Update data_analytics_with_r.md according to new rules

af54e90c · Taras Lazariv · a137785d · af54e90c
Commit af54e90c authored 3 years ago by Taras Lazariv
--- a/doc.zih.tu-dresden.de/docs/software/data_analytics_with_r.md
+++ b/doc.zih.tu-dresden.de/docs/software/data_analytics_with_r.md
@@ -9,7 +9,7 @@ graphing.
 R possesses an extensive catalog of statistical and graphical methods.  It includes machine
 learning algorithms, linear regression, time series, statistical inference.

-We recommend using **Haswell** and/or **Romeo** partitions to work with R. For more details
+We recommend using `haswell` and/or `rome` partitions to work with R. For more details
 see [here](../jobs_and_resources/hardware_taurus.md).

 ## R Console
@@ -18,20 +18,13 @@ In the following example the `srun` command is used to submit a real-time execut
 designed for interactive use with monitoring the output. Please check
 [the Slurm page](../jobs_and_resources/slurm.md) for details.

-```Bash
-# job submission on haswell nodes with allocating: 1 task, 1 node, 4 CPUs per task with 2541 mb per CPU(core) for 1 hour
-tauruslogin$ srun --partition=haswell --ntasks=1 --nodes=1 --cpus-per-task=4 --mem-per-cpu=2541 --time=01:00:00 --pty bash
-
-# Ensure that you are using the scs5 environment
-module load modenv/scs5
-# Check all available modules for R with version 3.6
-module available R/3.6
-# Load default R module
-module load R
-# Checking the current R version
-which R
-# Start R console
-R
+```console
+marie@login$ srun --partition=haswell --ntasks=1 --nodes=1 --cpus-per-task=4 --mem-per-cpu=2541 --time=01:00:00 --pty bash
+marie@compute$ module load modenv/scs5
+marie@compute$ module available R/3.6
+marie@compute$ module load R
+marie@compute$ which R
+marie@compute$ R
 ```

 Using `srun` is recommended only for short test runs, while for larger runs batch jobs should be
@@ -41,13 +34,12 @@ used.
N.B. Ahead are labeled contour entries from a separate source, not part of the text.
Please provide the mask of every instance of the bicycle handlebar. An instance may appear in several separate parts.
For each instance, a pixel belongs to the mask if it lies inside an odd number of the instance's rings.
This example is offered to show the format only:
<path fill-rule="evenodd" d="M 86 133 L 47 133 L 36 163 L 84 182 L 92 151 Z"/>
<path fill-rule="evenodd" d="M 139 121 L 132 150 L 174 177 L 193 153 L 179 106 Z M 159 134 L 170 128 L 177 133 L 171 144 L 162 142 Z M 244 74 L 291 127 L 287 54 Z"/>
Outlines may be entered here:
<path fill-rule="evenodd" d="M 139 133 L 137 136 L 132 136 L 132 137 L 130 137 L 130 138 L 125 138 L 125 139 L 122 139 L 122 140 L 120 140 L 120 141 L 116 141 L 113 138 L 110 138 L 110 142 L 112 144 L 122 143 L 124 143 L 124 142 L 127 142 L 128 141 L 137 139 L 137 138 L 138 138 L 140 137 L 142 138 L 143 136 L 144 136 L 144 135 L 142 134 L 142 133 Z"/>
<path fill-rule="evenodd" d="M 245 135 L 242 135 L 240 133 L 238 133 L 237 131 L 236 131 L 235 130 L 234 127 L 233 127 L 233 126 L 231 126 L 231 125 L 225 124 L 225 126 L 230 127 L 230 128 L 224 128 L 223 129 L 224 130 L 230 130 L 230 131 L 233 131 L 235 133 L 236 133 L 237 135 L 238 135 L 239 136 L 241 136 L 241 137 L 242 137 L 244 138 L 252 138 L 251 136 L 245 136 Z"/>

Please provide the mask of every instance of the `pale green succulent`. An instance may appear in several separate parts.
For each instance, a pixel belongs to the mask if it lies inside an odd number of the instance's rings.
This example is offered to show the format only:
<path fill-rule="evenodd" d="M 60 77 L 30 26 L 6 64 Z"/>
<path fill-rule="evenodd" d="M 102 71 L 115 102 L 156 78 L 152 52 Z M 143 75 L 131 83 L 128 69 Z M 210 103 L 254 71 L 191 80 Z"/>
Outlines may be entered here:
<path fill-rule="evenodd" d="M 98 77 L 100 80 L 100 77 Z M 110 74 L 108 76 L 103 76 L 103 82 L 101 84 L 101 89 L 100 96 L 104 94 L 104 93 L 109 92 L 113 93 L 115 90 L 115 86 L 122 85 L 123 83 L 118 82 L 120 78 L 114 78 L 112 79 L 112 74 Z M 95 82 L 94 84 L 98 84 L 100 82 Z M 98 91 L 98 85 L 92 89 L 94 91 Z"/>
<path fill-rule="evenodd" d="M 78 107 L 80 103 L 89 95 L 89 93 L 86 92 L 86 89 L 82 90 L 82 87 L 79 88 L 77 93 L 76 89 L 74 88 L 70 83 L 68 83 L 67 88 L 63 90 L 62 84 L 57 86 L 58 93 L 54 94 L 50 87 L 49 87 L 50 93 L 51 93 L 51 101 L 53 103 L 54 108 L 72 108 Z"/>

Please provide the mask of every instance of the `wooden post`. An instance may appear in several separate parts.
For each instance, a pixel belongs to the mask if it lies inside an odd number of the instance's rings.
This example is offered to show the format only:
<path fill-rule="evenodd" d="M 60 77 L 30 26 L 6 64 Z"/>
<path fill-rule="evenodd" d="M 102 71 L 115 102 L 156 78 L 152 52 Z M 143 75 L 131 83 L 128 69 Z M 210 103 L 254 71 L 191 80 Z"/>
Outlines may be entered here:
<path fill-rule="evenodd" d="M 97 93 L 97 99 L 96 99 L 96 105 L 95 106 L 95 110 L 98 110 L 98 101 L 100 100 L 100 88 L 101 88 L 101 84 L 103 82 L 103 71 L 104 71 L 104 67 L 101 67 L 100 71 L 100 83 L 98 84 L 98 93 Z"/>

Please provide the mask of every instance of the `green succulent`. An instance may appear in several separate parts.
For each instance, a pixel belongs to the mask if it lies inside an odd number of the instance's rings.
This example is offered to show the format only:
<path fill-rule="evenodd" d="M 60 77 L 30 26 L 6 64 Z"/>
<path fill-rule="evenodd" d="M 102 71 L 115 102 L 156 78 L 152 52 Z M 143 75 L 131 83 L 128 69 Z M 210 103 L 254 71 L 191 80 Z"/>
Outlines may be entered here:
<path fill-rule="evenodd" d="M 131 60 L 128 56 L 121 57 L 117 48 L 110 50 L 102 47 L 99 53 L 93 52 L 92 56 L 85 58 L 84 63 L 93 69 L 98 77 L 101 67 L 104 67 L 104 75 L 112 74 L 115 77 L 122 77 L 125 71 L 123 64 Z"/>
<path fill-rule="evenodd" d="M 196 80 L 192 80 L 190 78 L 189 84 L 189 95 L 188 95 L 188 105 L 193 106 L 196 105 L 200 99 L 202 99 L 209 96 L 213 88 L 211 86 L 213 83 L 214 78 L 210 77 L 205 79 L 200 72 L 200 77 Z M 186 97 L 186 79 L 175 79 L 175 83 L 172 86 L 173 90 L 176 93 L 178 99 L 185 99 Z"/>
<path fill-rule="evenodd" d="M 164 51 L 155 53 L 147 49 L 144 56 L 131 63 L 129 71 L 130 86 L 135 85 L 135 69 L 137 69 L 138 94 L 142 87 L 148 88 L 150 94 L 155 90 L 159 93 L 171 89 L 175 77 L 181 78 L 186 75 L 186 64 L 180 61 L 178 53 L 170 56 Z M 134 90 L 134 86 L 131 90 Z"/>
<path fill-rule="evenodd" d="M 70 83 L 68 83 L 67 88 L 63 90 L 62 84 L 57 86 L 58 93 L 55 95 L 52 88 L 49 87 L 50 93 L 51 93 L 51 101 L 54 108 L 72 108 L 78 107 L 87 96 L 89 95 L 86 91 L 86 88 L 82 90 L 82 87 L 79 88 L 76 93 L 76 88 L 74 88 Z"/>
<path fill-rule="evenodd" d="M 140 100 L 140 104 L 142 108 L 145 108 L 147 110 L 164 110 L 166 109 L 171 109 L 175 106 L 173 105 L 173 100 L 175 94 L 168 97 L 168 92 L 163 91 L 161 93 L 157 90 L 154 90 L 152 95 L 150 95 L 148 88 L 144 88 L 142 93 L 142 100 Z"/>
The examples can be found [here](get_started_with_hpcda.md) or
 It is also possible to run `Rscript` command directly (after loading the module):

 ```Bash
-# Run Rscript directly. For instance: Rscript /scratch/ws/0/marie-study_project/my_r_script.R
-Rscript /path/to/script/your_script.R param1 param2
+Rscript /path/to/script/your_script.R <param1> <param2>
 ```

 ## R in JupyterHub

-In addition to using interactive and batch jobs, it is possible to work with **R** using
+In addition to using interactive and batch jobs, it is possible to work with R using
 [JupyterHub](../access/jupyterhub.md).

 The production and test [environments](../access/jupyterhub.md#standard-environments) of
@@ -60,16 +52,14 @@ For using R with RStudio please refer to [Data Analytics with RStudio](data_anal
 ## Install Packages in R

 By default, user-installed packages are saved in the users home in a folder depending on
-the architecture (x86 or PowerPC). Therefore the packages should be installed using interactive
+the architecture (`x86` or `PowerPC`). Therefore the packages should be installed using interactive
 jobs on the compute node:

-```Bash
-srun -p haswell --ntasks=1 --nodes=1 --cpus-per-task=4 --mem-per-cpu=2541 --time=01:00:00 --pty bash
-
-module purge
-module load modenv/scs5
-module load R
-R -e 'install.packages("package_name")'  #For instance: 'install.packages("ggplot2")'
+```console
+marie@compute$ module load R
+Module R/3.6.0-foss-2019a and 56 dependencies loaded.
+marie@compute$ R -e 'install.packages("ggplot2")'
+[...]
 ```

 ## Deep Learning with R
@@ -84,26 +74,18 @@ The ["TensorFlow" R package](https://tensorflow.rstudio.com/) provides R users a
 TensorFlow framework. [TensorFlow](https://www.tensorflow.org/) is an open-source software library
 for numerical computation using data flow graphs.

-```Bash
-srun --partition=ml --ntasks=1 --nodes=1 --cpus-per-task=7 --mem-per-cpu=5772 --gres=gpu:1 --time=04:00:00 --pty bash
+The respective modules can be loaded with the following

-module purge
-ml modenv/ml
-ml TensorFlow
-ml R
-
-which python
-mkdir python-virtual-environments  # Create a folder for virtual environments
-cd python-virtual-environments
-python3 -m venv --system-site-packages R-TensorFlow        #create python virtual environment
-source R-TensorFlow/bin/activate                           #activate environment
-module list
-which R
+```console
+marie@compute$ module load R/3.6.2-fosscuda-2019b
+Module R/3.6.2-fosscuda-2019b and 63 dependencies loaded.
+marie@compute$ module load TensorFlow/2.3.1-fosscuda-2019b-Python-3.7.4
+Module TensorFlow/2.3.1-fosscuda-2019b-Python-3.7.4 and 15 dependencies loaded.
 ```

-Please allocate the job with respect to
-[hardware specification](../jobs_and_resources/hardware_taurus.md)! Note that the nodes on `ml`
-partition have 4way-SMT, so for every physical core allocated, you will always get 4\*1443Mb=5772mb.
+!!! warning
+    Be aware that for compatibility reasons it is important to choose modules with 
+    the same toolchain version (in this case `fosscuda/2019b`). For reference see [here](modules.md)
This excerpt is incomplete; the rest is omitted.